In the early 1980s, the curator of the tropical aquarium at Stuttgart, Germany, noticed the exceptional properties of a beautiful green alga, Caulerpa taxifolia, used as decoration in the presentation of multicolored tropical fishes. In contrast to other algae, it does not wither, it grows with astounding vigor, it resists cool water temperatures, and it serves as a secondary food source for herbivorous tropical fishes. Specialists quickly learned about these qualities, and public aquaria acquired cuttings.
This is how it arrived at the Oceanographic Museum of Monaco, where it was cultivated beginning in 1982. Two years later, the alga was discovered in nature, under the windows of this celebrated building. At that time, the beautiful stranger occupied only a square meter of Mediterranean bottom. Six years later, the alga was noted on the French coast five kilometers from Monaco; its detrimental impact on coastal ecosystems was deplored. The alga grows everywhere, from the surface to the lower limits of underwater vegetation. It grows as well in front of capes swept by storms and currents as on the soft bottoms of sheltered bays, on the polluted mud of harbors as on stretches of bottom with a diverse flora and fauna. Highly toxic, it barely interests herbivores; they have not hindered its spread. It is thus growing unrestrained, covering and then eliminating many plant and animal species. A new equilibrium is reached when the alga forms a dense, uniform carpet that persists from year to year.

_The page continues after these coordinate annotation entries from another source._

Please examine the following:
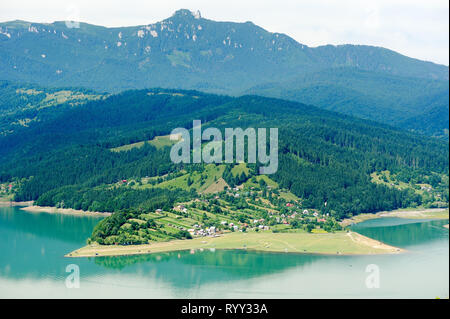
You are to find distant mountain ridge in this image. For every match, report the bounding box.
[0,9,449,135]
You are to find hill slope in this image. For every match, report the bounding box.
[0,10,449,135]
[0,90,448,218]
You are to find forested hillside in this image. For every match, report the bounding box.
[0,10,449,138]
[0,90,449,219]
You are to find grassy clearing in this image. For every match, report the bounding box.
[155,164,225,193]
[66,232,402,257]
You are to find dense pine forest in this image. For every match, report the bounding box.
[0,89,449,225]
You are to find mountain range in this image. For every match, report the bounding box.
[0,9,449,137]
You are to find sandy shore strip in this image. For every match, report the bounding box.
[21,206,111,217]
[65,232,405,257]
[340,208,449,227]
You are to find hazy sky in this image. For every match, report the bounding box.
[0,0,449,65]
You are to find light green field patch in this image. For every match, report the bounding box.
[110,135,177,152]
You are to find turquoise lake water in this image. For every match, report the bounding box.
[0,207,449,298]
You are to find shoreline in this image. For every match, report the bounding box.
[64,232,406,258]
[340,208,449,227]
[18,205,112,217]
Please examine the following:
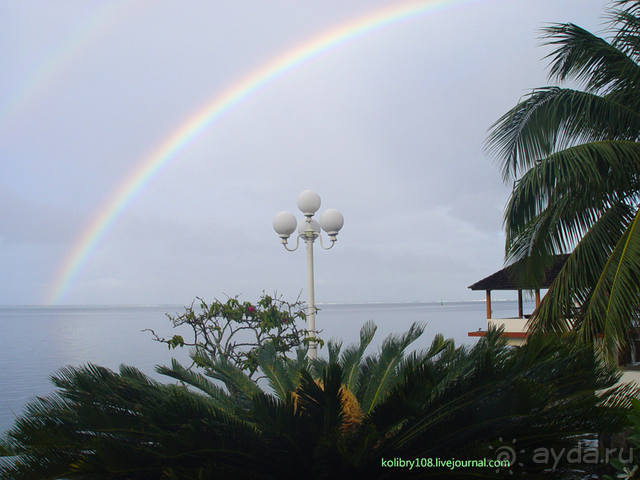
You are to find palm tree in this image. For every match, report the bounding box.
[0,324,625,480]
[487,0,640,359]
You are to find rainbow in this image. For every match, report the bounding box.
[45,0,479,304]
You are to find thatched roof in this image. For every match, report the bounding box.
[469,255,569,290]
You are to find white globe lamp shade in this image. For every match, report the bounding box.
[297,190,320,216]
[273,212,298,238]
[320,208,344,235]
[298,220,320,235]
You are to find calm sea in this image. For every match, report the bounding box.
[0,302,528,434]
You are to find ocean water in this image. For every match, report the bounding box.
[0,301,530,435]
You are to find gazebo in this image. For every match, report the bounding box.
[468,255,568,345]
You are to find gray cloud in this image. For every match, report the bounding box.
[0,0,607,304]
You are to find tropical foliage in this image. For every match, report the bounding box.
[0,323,624,480]
[145,293,312,379]
[488,0,640,358]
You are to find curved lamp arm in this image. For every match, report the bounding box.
[282,235,300,252]
[318,235,336,250]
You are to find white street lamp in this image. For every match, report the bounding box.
[273,190,344,360]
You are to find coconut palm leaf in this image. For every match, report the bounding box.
[355,323,424,413]
[487,0,640,359]
[340,321,378,392]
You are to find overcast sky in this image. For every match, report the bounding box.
[0,0,608,305]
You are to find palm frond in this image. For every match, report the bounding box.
[486,87,640,181]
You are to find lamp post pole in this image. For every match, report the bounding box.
[273,190,344,360]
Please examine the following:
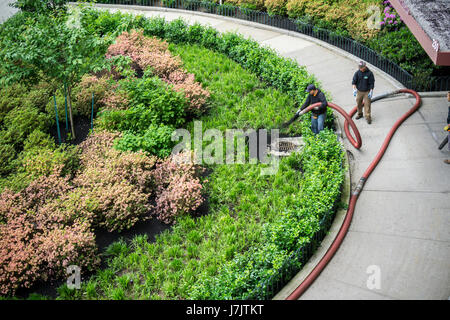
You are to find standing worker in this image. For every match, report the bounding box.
[444,91,450,164]
[298,84,328,134]
[352,61,375,124]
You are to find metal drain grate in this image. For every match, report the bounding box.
[278,141,297,152]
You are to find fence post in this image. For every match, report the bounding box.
[53,95,61,144]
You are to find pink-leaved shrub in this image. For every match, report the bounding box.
[154,154,203,223]
[0,168,99,295]
[106,30,210,115]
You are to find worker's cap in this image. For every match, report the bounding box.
[306,84,316,92]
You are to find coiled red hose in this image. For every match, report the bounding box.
[286,89,421,300]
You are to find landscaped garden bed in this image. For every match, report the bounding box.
[0,1,344,299]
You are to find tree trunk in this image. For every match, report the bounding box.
[67,86,75,140]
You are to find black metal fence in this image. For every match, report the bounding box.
[85,0,450,91]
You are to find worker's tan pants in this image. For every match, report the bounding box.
[356,90,372,120]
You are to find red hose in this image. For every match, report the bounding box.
[286,89,421,300]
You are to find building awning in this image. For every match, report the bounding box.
[390,0,450,66]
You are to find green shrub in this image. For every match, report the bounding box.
[18,145,79,179]
[4,107,52,146]
[115,124,174,158]
[97,76,187,133]
[264,0,287,16]
[23,129,56,152]
[0,143,17,176]
[45,90,71,126]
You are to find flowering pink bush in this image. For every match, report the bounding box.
[106,30,210,115]
[0,171,99,295]
[0,132,207,295]
[154,155,203,223]
[73,131,156,231]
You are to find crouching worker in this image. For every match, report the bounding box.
[297,84,328,134]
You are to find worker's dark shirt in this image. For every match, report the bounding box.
[352,67,375,91]
[447,106,450,124]
[300,90,328,116]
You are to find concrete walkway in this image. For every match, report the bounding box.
[93,7,450,299]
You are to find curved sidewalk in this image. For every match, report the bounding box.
[92,5,450,299]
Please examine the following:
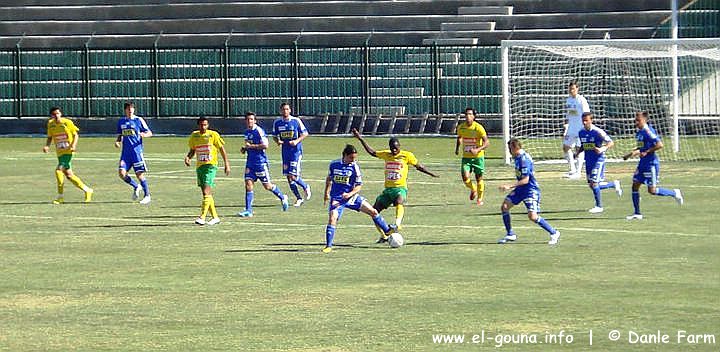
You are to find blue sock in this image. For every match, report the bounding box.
[633,191,640,214]
[325,225,335,247]
[245,191,255,213]
[536,216,557,235]
[598,182,615,190]
[295,177,307,190]
[373,214,390,233]
[288,181,302,199]
[655,187,675,197]
[503,212,514,235]
[123,175,137,189]
[593,187,602,208]
[270,185,283,200]
[140,179,150,197]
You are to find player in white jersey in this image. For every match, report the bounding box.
[563,81,590,179]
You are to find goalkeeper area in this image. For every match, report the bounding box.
[502,38,720,161]
[0,136,720,351]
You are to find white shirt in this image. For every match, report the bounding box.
[565,94,590,130]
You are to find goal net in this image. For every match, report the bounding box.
[502,38,720,162]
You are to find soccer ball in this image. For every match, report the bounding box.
[388,232,405,248]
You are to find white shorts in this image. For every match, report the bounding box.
[563,125,583,147]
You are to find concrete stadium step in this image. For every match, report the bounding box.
[440,22,495,31]
[370,87,425,97]
[458,6,513,15]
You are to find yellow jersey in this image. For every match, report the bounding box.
[188,130,225,167]
[457,121,487,158]
[375,149,418,188]
[47,117,80,156]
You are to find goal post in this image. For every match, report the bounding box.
[501,38,720,163]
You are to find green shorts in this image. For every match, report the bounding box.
[375,187,407,208]
[460,157,485,176]
[195,164,217,187]
[58,154,72,170]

After having selected it for aquaria from among numerous imported algal species, after having dumped it into the sea, humans fostered its dissemination in nature. Yacht anchors and fishing gear have carried it from anchorage to anchorage and from harbor to harbor, sometimes over great distances. The Italian and Spanish coasts were reached by 1992, that of Croatia by 1995. By late 1997, ninety-nine invaded sites totaling more than 4,600 hectares have been inventoried.
No one has ever been killed by Caulerpa taxifolia, known as the "killer alga." For, contrary to what its media nickname might suggest, this prolific alga is primarily an ecological threat. All relevant research indicates an unlimited spread. Its control is more difficult every year, and its eradication, envisaged at the beginning of the invasion, can now be classed only as a utopian dream. The introduction of this dangerous alga therefore threatens to initiate a profound disruption of the coastal Mediterranean environment. The story of the "killer alga" has, unfortunately, just begun.